Now, we live nearly a stone's throw from the River Liffey. The motorway that brings us from airport to house lies high over a deep valley, and at this time of year -- if one isn't afraid of heights and doesn't mind looking out the window -- it's alive with a colourful haze. Trees line the way towards the city and the sea, their pollen leaving our noses twitchy all year long.
A few months ago (like, JULY..) I wrote for Velvet Ashes about the call of the water... not just that, but the longing to trace the tide, to sit, listen and wait for something greater and stronger than ourselves. And even then, how we can sometimes feel drained, parched, desperate for a taste of an elusive elixir.
Growing up in as-land-locked-as-it-gets Kansas, I didn’t know there was such a thing – the draw to open waters, the calling of the ocean. In the Midwest we made do with dug-out swimming pools, sprinklers watering our brittle grass. At 9am on sultry summer days, I’d ride my bike barefoot, making it to the community pool in time for the sweet shop to open.

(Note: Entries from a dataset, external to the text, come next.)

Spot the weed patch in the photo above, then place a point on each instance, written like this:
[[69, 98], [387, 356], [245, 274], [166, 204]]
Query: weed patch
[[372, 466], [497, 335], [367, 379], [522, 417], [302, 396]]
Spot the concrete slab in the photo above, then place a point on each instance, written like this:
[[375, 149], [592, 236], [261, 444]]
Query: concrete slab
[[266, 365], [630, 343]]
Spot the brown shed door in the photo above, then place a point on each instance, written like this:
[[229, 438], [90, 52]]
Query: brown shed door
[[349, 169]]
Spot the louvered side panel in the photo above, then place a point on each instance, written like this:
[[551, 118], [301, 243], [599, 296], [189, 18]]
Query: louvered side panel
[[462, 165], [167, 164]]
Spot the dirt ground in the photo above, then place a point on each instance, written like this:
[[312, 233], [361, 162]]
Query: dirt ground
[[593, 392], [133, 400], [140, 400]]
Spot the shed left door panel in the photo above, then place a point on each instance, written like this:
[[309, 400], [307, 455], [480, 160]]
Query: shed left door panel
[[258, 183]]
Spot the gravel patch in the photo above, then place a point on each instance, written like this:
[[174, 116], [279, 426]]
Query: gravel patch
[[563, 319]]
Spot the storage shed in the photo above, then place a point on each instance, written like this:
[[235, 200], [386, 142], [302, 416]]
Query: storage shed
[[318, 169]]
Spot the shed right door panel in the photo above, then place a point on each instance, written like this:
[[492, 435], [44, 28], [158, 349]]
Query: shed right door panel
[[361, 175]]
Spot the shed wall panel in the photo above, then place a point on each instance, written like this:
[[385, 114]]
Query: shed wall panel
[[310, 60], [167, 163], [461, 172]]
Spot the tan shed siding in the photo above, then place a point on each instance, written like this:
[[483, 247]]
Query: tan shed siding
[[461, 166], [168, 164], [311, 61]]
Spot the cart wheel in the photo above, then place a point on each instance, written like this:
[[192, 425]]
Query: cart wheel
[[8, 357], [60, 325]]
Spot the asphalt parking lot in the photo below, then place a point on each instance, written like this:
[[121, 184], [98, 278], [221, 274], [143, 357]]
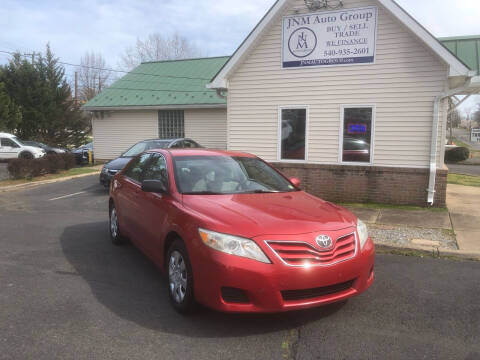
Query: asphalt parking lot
[[67, 293]]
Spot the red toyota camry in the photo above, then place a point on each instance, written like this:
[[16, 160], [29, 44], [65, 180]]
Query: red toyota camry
[[234, 234]]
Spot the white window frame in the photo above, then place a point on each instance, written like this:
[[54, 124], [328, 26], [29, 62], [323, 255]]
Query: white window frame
[[279, 132], [341, 131]]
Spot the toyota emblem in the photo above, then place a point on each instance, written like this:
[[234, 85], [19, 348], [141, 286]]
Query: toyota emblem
[[324, 241]]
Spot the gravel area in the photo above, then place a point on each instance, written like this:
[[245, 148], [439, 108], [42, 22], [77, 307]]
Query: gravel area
[[403, 236]]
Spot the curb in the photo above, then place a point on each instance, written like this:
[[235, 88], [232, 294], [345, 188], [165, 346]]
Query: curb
[[431, 251], [44, 182]]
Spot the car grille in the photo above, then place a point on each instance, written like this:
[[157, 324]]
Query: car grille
[[292, 295], [296, 253]]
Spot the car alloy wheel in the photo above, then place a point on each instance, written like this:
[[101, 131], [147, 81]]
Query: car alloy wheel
[[177, 277], [180, 278], [114, 223], [115, 235]]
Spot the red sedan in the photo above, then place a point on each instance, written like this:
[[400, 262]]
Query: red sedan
[[234, 234]]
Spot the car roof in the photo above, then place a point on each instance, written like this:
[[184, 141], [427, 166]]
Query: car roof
[[202, 152], [7, 135]]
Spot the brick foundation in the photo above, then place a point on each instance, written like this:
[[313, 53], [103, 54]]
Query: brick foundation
[[363, 184]]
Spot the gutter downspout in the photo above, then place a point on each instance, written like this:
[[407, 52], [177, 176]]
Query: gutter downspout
[[434, 143]]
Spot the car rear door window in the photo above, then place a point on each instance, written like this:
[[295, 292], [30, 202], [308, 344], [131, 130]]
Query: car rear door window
[[190, 144], [9, 143], [136, 168], [177, 145]]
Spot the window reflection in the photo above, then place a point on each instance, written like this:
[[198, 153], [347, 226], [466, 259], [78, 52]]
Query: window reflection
[[357, 135], [293, 134]]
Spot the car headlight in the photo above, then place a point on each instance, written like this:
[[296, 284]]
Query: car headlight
[[362, 233], [233, 245]]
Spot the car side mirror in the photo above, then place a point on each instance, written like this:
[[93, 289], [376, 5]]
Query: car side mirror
[[296, 182], [154, 186]]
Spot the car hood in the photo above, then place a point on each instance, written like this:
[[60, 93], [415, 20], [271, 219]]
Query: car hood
[[251, 215], [32, 148], [118, 163]]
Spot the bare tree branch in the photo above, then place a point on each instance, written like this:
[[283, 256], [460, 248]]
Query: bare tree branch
[[157, 47], [91, 79]]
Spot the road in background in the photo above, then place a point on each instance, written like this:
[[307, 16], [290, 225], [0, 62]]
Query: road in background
[[67, 293]]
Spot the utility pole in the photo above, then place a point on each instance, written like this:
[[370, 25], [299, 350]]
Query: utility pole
[[76, 87]]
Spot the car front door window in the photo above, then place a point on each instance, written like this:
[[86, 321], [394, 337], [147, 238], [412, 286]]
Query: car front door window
[[157, 170], [136, 168]]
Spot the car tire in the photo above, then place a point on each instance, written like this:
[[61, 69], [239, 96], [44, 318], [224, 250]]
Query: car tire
[[115, 234], [180, 278], [26, 155]]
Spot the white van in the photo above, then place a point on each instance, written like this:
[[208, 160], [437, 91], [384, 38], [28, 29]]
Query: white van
[[11, 148]]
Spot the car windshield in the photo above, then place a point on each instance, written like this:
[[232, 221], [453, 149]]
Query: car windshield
[[215, 175], [20, 142], [34, 143], [144, 146]]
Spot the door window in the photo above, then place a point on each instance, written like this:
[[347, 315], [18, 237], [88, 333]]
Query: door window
[[137, 166], [177, 145], [9, 142], [157, 169], [190, 144]]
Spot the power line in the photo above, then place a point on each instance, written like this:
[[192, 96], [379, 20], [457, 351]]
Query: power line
[[117, 71]]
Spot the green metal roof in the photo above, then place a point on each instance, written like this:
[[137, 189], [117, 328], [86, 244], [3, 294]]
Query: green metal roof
[[466, 48], [163, 83]]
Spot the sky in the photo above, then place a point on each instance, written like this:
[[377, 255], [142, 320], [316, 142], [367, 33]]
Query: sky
[[215, 27]]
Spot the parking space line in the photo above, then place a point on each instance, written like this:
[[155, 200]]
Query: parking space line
[[66, 196]]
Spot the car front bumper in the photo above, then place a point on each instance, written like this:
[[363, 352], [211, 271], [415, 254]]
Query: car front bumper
[[277, 287], [106, 177]]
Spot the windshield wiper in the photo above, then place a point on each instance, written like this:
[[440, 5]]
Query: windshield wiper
[[258, 191], [202, 193]]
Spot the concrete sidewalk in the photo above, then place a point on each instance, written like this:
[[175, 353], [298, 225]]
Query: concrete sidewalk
[[409, 229], [455, 229], [464, 205]]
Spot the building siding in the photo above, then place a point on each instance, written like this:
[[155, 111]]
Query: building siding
[[208, 127], [401, 84], [119, 130]]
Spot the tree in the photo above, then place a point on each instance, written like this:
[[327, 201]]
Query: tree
[[49, 114], [157, 47], [10, 114], [92, 76], [476, 116]]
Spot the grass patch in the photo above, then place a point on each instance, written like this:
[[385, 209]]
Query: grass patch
[[389, 206], [421, 254], [61, 174], [465, 180], [459, 142]]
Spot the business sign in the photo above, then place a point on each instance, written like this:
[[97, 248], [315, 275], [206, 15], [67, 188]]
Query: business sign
[[330, 38]]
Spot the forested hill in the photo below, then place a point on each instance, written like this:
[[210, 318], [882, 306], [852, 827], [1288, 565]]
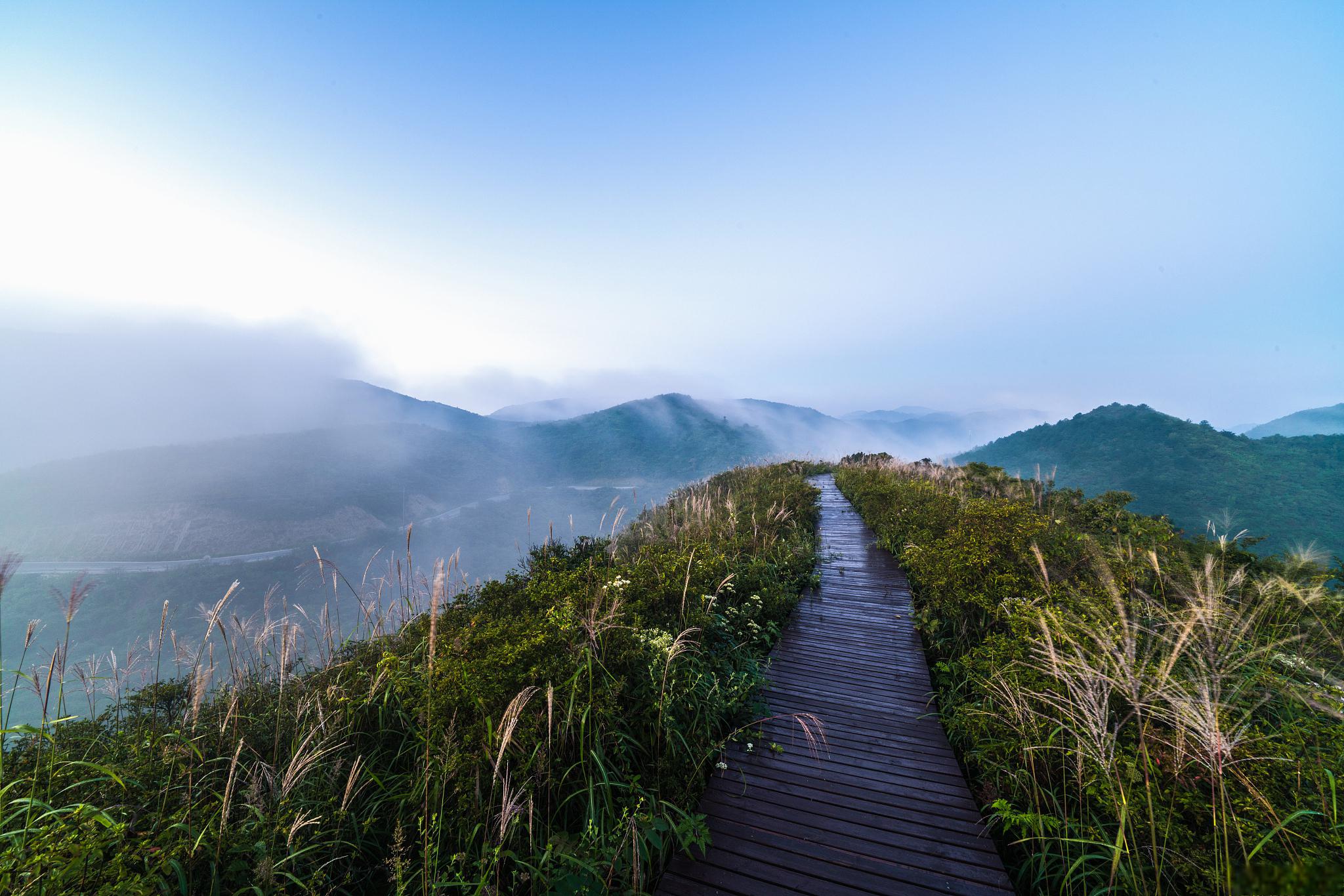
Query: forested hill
[[265, 492], [1286, 489], [1318, 421]]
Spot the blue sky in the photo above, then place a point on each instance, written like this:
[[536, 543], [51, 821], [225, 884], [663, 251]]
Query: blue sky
[[841, 205]]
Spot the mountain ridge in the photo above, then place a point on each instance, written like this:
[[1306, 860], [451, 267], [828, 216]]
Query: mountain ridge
[[1284, 489]]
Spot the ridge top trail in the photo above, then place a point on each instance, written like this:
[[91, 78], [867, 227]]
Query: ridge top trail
[[883, 807]]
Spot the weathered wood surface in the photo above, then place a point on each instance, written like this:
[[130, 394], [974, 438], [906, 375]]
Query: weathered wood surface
[[883, 809]]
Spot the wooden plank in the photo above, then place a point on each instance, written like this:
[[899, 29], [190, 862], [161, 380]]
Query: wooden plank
[[883, 807]]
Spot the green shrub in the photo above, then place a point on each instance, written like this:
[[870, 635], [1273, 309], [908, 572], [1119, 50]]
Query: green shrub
[[1137, 712], [547, 733]]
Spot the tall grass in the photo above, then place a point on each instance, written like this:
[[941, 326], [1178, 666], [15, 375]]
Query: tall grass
[[1140, 712], [546, 733]]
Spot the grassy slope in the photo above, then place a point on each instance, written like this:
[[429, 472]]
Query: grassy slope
[[1282, 488], [1133, 720], [549, 733]]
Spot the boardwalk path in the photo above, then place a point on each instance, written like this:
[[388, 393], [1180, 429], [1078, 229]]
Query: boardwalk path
[[885, 809]]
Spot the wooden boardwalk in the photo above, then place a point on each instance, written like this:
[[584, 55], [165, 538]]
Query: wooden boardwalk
[[885, 809]]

Those days were fun, to be sure. The pools were exotic and fun and bursting with the tanned squeals of life and the possibility of first loves.
But today, from where I sit, under the eaves of a café a hundred yards or so from our island coast, it’s not fun I’m looking for; our sea is too cold for that. I’ve a thirst to be quenched, a spiritual longing only the tide can meet.
Last month I walked in the valley of my youth. Last week I plodded along the banks of the Boyne. And today I wrote overlooking the Irish Sea.
How lucky we are to always find our way home.